Classes that do not exhibit these characteristics and that declare no constructor at all are said to have implicit, trivial default constructors. In practice, these trivial default constructors are not synthesized.

Within the synthesized default constructor, only the base class subobjects and member class objects are initialized. All other nonstatic data members, such as integers, pointers to integers, arrays of integers, and so on, are not initialized. These initializations are needs of the program, not of the implementation. If there is a program need for a default constructor, such as initializing a pointer to 0, it is the programmer’s responsibility to provide it in the course of the class implementation.

Programmers new to C++ often have two common misunderstandings:

  1. That a default constructor is synthesized for every class that does not define one
  2. That the compiler-synthesized default constructor provides explicit default initializers for each data member declared within the class

As you have seen, neither of these is true

In the case of having virtual function in your class, the following two class "augmentations" occur during compilation:

  1. A virtual function table (referred to as the class vtbl in the original cfront implementation) is generated and populated with the addresses of the active virtual functions for that class.
  2. Within each class object, an additional pointer member (the vptr) is synthesized to hold the address of the associated class vtbl.
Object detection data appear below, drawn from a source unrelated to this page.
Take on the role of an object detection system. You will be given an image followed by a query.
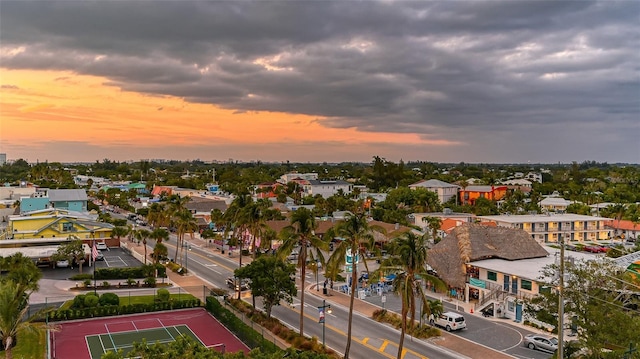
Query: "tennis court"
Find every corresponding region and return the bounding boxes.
[50,308,249,359]
[86,322,204,359]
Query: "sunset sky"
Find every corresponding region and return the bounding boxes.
[0,0,640,163]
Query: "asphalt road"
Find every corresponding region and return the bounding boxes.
[156,236,551,359]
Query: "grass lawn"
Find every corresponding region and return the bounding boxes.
[0,323,47,359]
[60,292,196,309]
[120,293,196,305]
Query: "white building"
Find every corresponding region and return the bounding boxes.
[302,180,353,198]
[409,179,460,203]
[278,172,318,184]
[538,197,574,212]
[477,213,611,243]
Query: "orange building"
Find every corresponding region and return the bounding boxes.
[460,186,507,205]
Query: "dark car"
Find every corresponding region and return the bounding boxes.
[522,334,558,353]
[227,277,249,291]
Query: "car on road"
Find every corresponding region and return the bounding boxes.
[227,277,249,291]
[429,312,467,332]
[522,334,558,353]
[584,246,609,253]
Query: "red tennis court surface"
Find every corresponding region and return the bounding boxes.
[49,308,249,359]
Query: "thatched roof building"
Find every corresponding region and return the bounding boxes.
[428,223,549,288]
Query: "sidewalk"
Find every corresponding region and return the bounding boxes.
[306,284,514,359]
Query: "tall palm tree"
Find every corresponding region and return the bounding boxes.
[135,229,151,264]
[326,212,383,359]
[381,232,447,359]
[422,216,442,243]
[223,193,253,299]
[149,228,169,243]
[174,208,198,265]
[278,207,329,336]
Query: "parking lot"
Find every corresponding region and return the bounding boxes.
[42,248,141,279]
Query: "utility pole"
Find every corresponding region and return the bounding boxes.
[558,233,564,359]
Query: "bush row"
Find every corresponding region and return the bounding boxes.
[48,299,201,321]
[205,297,280,353]
[95,264,167,280]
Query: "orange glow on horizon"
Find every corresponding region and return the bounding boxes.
[0,69,448,152]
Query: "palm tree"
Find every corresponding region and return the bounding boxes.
[174,208,198,265]
[149,228,169,243]
[151,242,169,264]
[135,229,151,264]
[241,202,268,259]
[381,232,447,359]
[278,207,328,336]
[327,212,383,359]
[223,193,253,299]
[422,216,442,243]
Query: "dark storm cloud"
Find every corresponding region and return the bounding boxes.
[0,1,640,162]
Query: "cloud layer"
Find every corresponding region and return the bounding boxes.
[0,1,640,163]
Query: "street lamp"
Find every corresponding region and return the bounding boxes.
[316,259,326,292]
[318,299,331,348]
[182,243,191,273]
[91,231,98,296]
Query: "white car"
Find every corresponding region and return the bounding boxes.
[429,312,467,332]
[522,334,558,353]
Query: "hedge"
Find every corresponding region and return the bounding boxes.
[205,297,280,353]
[95,264,167,280]
[48,298,202,321]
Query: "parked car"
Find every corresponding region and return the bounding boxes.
[227,277,249,291]
[584,246,609,253]
[429,312,467,332]
[522,334,558,353]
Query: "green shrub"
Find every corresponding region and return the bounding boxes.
[156,288,171,302]
[71,273,93,281]
[84,293,100,308]
[144,277,156,288]
[99,293,120,305]
[71,294,86,308]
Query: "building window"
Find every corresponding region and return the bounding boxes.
[538,286,551,294]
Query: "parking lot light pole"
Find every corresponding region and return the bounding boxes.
[91,231,98,296]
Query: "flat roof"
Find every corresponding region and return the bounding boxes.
[0,244,91,259]
[471,246,603,281]
[478,213,611,223]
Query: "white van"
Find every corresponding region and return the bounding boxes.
[429,312,467,332]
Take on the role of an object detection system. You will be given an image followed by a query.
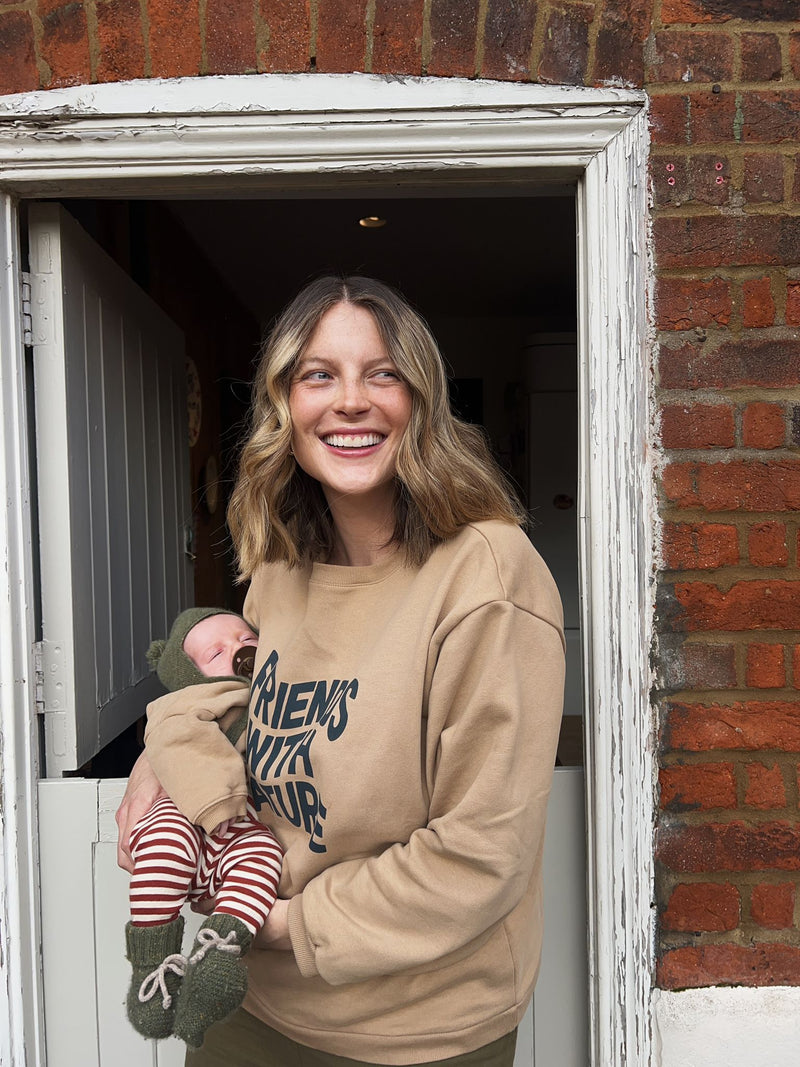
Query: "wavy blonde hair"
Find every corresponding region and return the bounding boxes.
[227,275,527,580]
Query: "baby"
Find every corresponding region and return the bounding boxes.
[125,607,283,1048]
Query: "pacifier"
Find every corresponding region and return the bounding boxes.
[233,644,256,678]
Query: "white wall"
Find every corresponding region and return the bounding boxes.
[654,986,800,1067]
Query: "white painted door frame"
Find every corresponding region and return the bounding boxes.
[0,75,655,1067]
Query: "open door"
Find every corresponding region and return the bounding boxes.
[29,204,193,778]
[29,204,193,1067]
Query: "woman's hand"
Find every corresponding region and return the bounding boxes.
[255,897,291,952]
[114,752,166,872]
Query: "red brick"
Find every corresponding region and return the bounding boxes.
[748,522,789,567]
[663,700,800,752]
[317,0,367,74]
[656,277,731,330]
[745,763,786,811]
[647,30,733,83]
[481,0,537,81]
[741,277,775,328]
[654,216,800,269]
[41,3,92,89]
[661,404,735,448]
[659,635,736,690]
[258,0,311,74]
[661,0,716,26]
[786,282,800,327]
[650,93,691,145]
[656,944,800,989]
[658,337,800,389]
[661,881,739,934]
[428,0,479,78]
[741,33,782,81]
[689,90,738,144]
[662,460,800,511]
[750,881,795,930]
[537,3,594,85]
[741,400,786,448]
[701,0,797,16]
[746,644,786,689]
[661,523,739,571]
[789,33,800,79]
[651,152,731,207]
[0,11,38,93]
[675,580,800,632]
[661,463,698,508]
[95,0,144,81]
[206,0,258,74]
[656,822,800,874]
[658,763,736,812]
[375,0,426,77]
[741,90,800,144]
[743,153,784,204]
[147,0,203,78]
[592,0,653,86]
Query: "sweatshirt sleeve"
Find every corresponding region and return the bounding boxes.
[289,601,564,985]
[144,681,249,832]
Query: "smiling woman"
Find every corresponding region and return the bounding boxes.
[117,277,564,1067]
[228,276,525,577]
[289,303,412,563]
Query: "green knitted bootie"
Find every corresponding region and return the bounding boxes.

Copy Constructor Construction:

When are bitwise copy semantics not exhibited by a class? There are four instances:

  1. When the class contains a member object of a class for which a copy constructor exists (either explicitly declared by the class designer, or synthesized by the compiler)
  2. When the class is derived from a base class for which a copy constructor exists (again, either explicitly declared or synthesized)
  3. When the class declares one or more virtual functions
  4. When the class is derived from an inheritance chain in which one or more base classes are virtual

Program Transformation Semantics:

Such a requirement would levy a possibly severe performance penalty on a great many programs. For example, although the following three initializations are semantically equivalent:

X xx0( 1024 );
X xx1 = X( 1024 );
X xx2 = ( X ) 1024;

In the second and third instances, the syntax explicitly provides for a two-step initialization:

  1. Initialize a temporary object with 1024.
  2. Copy construct the explicit object with the temporary object.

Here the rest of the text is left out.